By Any Other Name - Jodi Picoult

Genre - Contemporary and Historical Fiction

Sometimes I feel as if the more the world changes the more it stays the same. Such seems to be the case in the world of theater as illustrated by Jodi Picoult’s upcoming novel By Any Other Name. Picoult explores through fiction set in the present and in the time of Shakespeare that William Shakespeare was not, in fact, the writer of the plays and poems credited to him. In the modern setting Melina Green feels she has been burned as a woman aspiring to write for the theater. An early experience of being dismissed by a harsh male critic has left her shy of trying again. When she researches and discovers that her ancestor Emilia Bassano may have written some of the plays of Shakespeare, she tries her hand again at a new play. In the Elizabethan times we follow the life of Emilia Bassano - courtesan, playwright, wife, and mother, learning of the struggle of women to work independently in this time. Her life is for this “modern” woman often horrifying. 

I love Jodi Picoult’s character development - her people never disappoint. Melina is certainly not perfect, but that is the beauty of Picoult’s writing. She consistently challenges us with complexity and a refusal to provide an easy answer. So here’s the thing. I understood her frustration and her response to her evaluation by theater critic Jasper Tolle; I can even relate to how she allows that one incident to shape her writing career moving forward. Her decisions seem perfectly logical and are in many respects. The evidence that women are not treated fairly in the theater world seems clear. I was able to feel her angst. But the implications of allowing the world to believe that Andre, her best friend, is the playwright added a layer for which I was not prepared. In many ways I learned right alongside Melina about the gravity of what she asked of a member of another marginalized group. Tolle himself who should be easy to hate - struggles with social cues and has to learn his own lessons and face his own negative role in Melina’s and other stories. The use of Melina’s play structurally to transition us into the Elizabethan age and Emilia’s life works beautifully and creates the comparison and perhaps the illustration that not enough has changed in the intervening years. But my visceral hatred of how Emilia is treated is proof enough that change has happened. How she is bartered to and by men, how she becomes a courtesan, her inability to escape abuse, her inability to utilize her talents - so painful to read. Along with excellence in character development, Picoult expertly crafts these two timelines - so differently, yet painfully similar. Her research is impeccable - says the old lady retired librarian. 
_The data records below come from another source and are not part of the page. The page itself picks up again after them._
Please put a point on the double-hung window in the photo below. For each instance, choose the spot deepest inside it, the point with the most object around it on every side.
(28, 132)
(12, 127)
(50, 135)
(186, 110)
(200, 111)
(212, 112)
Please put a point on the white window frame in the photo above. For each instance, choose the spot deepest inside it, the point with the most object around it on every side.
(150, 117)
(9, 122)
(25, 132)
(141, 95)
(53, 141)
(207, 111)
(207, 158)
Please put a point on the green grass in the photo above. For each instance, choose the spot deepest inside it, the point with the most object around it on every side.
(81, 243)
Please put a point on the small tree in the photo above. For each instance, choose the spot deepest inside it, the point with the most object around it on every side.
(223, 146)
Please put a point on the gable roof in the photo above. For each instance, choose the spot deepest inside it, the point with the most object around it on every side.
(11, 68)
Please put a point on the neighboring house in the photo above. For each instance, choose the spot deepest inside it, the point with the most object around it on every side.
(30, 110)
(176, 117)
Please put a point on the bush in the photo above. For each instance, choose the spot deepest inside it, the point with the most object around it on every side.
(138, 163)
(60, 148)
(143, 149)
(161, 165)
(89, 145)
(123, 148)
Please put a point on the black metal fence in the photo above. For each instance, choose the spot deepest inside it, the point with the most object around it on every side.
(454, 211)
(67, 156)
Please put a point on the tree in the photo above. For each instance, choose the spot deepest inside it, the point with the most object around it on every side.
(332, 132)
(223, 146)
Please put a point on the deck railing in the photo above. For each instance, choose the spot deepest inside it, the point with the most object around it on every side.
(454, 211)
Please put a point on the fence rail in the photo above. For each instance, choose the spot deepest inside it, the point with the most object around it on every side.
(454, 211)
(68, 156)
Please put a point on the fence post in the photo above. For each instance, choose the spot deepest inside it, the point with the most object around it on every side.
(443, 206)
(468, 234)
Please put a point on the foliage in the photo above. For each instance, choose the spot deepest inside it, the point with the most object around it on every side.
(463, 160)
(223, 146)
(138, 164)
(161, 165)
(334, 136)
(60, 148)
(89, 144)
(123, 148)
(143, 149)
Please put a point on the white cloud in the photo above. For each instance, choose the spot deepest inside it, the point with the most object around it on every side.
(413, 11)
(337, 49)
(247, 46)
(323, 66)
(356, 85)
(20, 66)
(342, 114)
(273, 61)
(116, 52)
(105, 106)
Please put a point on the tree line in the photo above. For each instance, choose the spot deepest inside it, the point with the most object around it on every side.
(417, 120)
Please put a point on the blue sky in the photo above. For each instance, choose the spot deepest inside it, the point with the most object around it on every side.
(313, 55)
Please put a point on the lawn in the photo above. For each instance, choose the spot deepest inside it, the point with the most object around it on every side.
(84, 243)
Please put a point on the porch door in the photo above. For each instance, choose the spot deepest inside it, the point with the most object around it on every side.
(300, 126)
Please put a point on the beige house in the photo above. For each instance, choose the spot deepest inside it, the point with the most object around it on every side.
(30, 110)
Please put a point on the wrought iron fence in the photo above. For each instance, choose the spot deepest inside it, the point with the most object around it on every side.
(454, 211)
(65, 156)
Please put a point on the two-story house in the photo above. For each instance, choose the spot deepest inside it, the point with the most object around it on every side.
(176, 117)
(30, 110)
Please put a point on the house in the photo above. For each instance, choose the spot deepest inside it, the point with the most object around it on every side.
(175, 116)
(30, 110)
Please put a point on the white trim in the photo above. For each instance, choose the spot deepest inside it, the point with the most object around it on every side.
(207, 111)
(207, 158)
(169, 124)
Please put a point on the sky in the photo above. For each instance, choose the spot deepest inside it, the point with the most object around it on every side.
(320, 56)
And says the old lady retired literature teacher, you don’t have to love Shakespeare’s (?) work to love this book, but the layers my years of teaching and reading Shakespeare added in terms of plotting and dialogue was for me a delight. I enjoyed reading the very words I have admired for so long in this novel as part of Emilia’s life. So I am left with two primary impacts. The first is, I’d like to teach Shakespeare just one more time with a more thorough look at the scholarship challenging him as the author. I just know - I can picture the students - that the discussion of the works would be so much more enriched and lively. Up until now, I didn’t take the scholarship surrounding anti-Stratfordians so very seriously, and I now feel compelled to give it all another look. While we may never know for sure - wow, credit should be given where credit is due and removed where it is not. I know Picoult had access to sources that I could likely never touch, and she used them well. The second is - my word - we should be very careful to safeguard our rights as women. I think I have been in danger of taking them for granted - because I wasn’t a part of the fight for them. I think that attitude is even more prevalent in women who are 10-30 years younger than I am. I won’t do politics here, but recent developments have dampened my assurance. A cursory google search will remind us that women have only been voting in the United States since 1920 - in spite of Abigail Adams’ impassioned pleas in the 1700s. Only since 1974, (I was 8!) have women been allowed to get a credit card or a mortgage in their own names without a man cosigning. My mom couldn’t get a credit card. My. Mom. In By Any Other Name, Jodi Picoult does what she does very well. She writes a novel to make her readers think - about a variety of issues - in this case about the rights of women and the marginalized. Progress does not equal a finished job; nor does any right seem to be guaranteed. She does give us hope but without providing easy answers. She provides a call to action even. I am a long time fan of Jodi Picoult’s books and her August 20 release is stunning. I will be recommending By Any Other Name far and wide. Thank you to NetGalley and Ballentine Books for allowing me to review an advance reader copy.